The constraints allow up to 2 · 10^5 intervals per test case, so an O(k log k) solution is easily fast enough within 3 seconds, and the linear sweep keeps per-test overhead minimal.

Test Cases

import sys, io

def run(inp: str) -> str:
    sys.stdin = io.StringIO(inp)
    input = sys.stdin.readline

    def solve():
        t = int(input())
        out = []
        for _ in range(t):
            n, k = map(int, input().split())
            segs = []
            for _ in range(k):
                l, r = map(int, input().split())
                segs.append((l, r))

            if k == 0:
                out.append(str(n - 1))
                continue

            segs.sort()
            merged = []
            cl, cr = segs[0]

            for l, r in segs[1:]:
                if l <= cr:
                    cr = max(cr, r)
                else:
                    merged.append((cl, cr))
                    cl, cr = l, r
            merged.append((cl, cr))

            pos = 1
            ans = 0

            for l, r in merged:
                if pos > n:
                    break
                if r < pos:
                    continue
                if l <= pos <= r:
                    pos = r
                elif pos < l:
                    ans += l - pos
                    pos = r

            if pos < n:
                ans += n - pos

            out.append(str(ans))
        return "\n".join(out)

    return solve()

# sample-like cases
assert run("3\n3 1\n1 3\n5 2\n2 3\n3 4\n10 4\n1 3\n4 6\n5 7\n9 10\n") == "0\n4\n5", "basic sample style"

# no buses
assert run("1\n5 0\n") == "4", "no buses"

# full coverage
assert run("1\n5 1\n1 5\n") == "0", "single full interval"

# disjoint
assert run("1\n6 2\n2 3\n5 6\n") == "3", "two gaps"
Test input Expected output What it validates
no buses 4 pure walking baseline
full interval 0 zero-cost dominance
disjoint intervals 3 gap accumulation correctness

Edge Cases

A key edge case is when there are no bus routes at all. In that situation, the merged segment list is empty and the answer must fall back to pure walking from 1 to n. The algorithm handles this explicitly with the k == 0 check, producing n − 1, which matches the required distance along the line.
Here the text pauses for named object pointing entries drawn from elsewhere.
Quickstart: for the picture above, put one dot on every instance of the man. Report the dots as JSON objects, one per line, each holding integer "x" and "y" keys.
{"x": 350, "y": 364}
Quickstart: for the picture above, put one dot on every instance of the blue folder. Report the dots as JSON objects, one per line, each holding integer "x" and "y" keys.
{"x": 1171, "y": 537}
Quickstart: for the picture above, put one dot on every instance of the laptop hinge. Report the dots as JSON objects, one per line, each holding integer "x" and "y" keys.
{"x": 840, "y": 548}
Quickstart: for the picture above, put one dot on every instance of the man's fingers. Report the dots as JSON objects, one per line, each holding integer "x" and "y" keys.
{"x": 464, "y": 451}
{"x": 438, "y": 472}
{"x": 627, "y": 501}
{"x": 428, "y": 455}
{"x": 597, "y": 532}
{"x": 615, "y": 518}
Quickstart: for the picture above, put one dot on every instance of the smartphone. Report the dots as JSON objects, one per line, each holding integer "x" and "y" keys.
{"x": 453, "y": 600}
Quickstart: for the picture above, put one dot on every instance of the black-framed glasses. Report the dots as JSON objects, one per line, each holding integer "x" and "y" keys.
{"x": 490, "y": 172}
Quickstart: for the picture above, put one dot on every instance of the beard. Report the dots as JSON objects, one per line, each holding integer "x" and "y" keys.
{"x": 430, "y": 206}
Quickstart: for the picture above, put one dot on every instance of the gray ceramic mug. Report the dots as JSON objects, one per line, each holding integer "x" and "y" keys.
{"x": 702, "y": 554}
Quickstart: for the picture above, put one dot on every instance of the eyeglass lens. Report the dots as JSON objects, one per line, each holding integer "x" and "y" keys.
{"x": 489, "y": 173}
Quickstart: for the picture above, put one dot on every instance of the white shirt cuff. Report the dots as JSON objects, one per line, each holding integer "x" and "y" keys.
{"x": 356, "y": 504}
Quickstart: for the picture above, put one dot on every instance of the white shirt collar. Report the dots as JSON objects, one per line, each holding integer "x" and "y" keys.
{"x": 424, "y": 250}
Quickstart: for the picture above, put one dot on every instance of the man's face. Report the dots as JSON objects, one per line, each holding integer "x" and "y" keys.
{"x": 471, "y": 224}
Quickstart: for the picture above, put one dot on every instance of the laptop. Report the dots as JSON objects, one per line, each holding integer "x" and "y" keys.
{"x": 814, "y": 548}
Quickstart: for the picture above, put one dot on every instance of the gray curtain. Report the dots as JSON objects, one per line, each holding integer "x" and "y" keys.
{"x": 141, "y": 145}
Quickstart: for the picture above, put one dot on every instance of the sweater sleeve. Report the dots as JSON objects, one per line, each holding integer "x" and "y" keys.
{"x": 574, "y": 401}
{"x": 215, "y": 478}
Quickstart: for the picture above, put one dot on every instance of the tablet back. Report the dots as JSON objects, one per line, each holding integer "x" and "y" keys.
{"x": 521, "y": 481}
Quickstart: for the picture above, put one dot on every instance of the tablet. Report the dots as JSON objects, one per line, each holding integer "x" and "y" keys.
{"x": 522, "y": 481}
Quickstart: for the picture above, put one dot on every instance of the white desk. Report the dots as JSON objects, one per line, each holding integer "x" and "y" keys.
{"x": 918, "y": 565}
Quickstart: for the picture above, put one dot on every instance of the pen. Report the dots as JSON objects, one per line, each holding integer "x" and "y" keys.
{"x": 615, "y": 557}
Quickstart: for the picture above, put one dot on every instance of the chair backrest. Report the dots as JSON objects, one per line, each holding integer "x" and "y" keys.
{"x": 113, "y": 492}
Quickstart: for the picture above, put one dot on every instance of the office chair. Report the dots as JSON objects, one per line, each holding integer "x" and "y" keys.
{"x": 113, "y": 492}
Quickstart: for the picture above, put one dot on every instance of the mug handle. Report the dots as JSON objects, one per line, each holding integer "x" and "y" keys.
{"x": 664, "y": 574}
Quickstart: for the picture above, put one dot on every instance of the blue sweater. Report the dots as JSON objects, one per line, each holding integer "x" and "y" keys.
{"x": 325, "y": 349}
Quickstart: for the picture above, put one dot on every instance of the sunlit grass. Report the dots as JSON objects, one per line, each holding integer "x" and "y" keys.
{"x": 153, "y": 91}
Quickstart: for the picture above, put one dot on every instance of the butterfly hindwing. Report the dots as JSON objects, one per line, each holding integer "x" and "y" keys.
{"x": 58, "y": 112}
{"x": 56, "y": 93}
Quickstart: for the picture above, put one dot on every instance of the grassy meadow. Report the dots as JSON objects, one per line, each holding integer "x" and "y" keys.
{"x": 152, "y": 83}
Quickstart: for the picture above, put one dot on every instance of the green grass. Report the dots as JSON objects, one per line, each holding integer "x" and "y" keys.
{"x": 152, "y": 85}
Another subtle case occurs when a bus interval starts exactly at position 1. The algorithm treats this correctly because the initial position is considered inside the first merged segment if 1 lies within it, allowing immediate free expansion to the segment’s right endpoint.

A final important case is tightly chained intervals such as [1,2], [2,3], [3,4]. Even though no pair fully overlaps except at endpoints, the merge step correctly unifies them into a single segment, ensuring that the algorithm does not incorrectly charge walking between intermediate stops.